Space, Time, God & Dr. Hawking
IS GOD BUT A DISPOSABLE HYPOTHESIS FOR SCIENTISTS?
Richard Feynman was one of the great theoretical physicists of our age. In his hilarious but deeply disturbing autobiography, Surely You’re Joking, Mr. Feynman, released in 1986, he mercilessly beats about the head and shoulders an unnamed Jesuit priest who, at a meeting Feynman attended, solemnly bemoaned the fragmentation of human knowledge.
Such language Feynman found ridiculous. He then goes on to describe in excruciating detail the techniques for seducing women one can pick up in a bar. Finally, in a passage that may have revealed why Feynman did not stay at Cornell, though he began his teaching career there, he states that the same approach worked on coeds at that university. (Feynman himself explained his move to the California Institute of Technology as due to the circumstance that it simply snowed too much in Ithaca.)

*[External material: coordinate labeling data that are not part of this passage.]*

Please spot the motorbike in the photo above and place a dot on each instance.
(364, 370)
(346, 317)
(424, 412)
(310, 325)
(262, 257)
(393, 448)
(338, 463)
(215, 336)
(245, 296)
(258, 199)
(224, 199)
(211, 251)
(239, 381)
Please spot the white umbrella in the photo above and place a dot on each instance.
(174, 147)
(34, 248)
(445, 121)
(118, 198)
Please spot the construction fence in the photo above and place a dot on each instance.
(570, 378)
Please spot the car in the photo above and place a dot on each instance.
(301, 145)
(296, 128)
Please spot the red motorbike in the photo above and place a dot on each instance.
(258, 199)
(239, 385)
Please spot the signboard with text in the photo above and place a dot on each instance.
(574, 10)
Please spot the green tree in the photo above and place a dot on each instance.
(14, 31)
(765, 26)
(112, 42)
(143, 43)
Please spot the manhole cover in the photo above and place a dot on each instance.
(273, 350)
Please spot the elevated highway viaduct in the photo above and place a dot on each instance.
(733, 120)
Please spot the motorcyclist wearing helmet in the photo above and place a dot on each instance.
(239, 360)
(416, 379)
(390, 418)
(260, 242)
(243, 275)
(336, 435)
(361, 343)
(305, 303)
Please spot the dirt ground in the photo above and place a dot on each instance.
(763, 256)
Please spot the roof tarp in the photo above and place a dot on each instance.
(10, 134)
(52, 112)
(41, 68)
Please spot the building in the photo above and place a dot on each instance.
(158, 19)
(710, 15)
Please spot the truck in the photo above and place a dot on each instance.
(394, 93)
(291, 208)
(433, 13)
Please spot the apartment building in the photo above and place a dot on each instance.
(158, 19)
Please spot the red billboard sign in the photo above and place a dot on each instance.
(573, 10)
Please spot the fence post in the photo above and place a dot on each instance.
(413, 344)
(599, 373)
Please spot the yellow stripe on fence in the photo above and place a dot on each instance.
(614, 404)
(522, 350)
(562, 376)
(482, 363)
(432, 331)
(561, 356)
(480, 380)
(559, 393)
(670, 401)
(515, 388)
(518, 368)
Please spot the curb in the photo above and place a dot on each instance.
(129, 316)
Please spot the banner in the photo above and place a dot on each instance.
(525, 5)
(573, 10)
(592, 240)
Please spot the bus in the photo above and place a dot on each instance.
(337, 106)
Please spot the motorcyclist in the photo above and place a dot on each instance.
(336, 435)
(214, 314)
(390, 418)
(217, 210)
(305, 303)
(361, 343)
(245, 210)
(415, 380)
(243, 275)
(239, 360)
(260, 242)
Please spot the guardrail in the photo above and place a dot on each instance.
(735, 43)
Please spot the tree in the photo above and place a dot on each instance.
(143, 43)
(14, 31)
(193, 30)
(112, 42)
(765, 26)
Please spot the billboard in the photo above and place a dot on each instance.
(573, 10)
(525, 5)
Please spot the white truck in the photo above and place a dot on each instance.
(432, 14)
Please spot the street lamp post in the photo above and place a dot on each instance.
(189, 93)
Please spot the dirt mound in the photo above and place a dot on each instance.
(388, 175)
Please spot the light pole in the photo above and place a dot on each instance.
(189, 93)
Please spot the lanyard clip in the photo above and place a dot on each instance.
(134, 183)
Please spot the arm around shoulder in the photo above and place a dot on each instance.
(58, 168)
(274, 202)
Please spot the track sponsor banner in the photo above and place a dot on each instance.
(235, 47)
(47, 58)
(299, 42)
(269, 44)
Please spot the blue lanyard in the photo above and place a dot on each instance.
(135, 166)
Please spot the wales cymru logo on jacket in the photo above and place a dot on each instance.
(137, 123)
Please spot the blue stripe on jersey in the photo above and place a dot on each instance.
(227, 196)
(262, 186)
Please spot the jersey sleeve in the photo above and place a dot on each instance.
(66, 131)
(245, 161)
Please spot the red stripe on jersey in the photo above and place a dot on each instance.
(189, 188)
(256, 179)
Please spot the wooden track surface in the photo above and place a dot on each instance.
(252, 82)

Feynman’s moral obtuseness may not be an example of the fragmentation of knowledge. It may just show a lack of integration of the total person. Another great physicist, however, has raised the question with sharper rigor and explicitness.
The fragmentation of knowledge disturbs Stephen W. Hawking in his magisterial popular work A Brief History of Time. Hawking is at Cambridge University as Lucasian Professor of Mathematics, the same chair Sir Isaac Newton held. As a graduate student he was given the crushing news that he had ALS, amyotrophic lateral sclerosis, better known as Lou Gehrig’s disease. He is now confined to a wheelchair and speaks through a computer.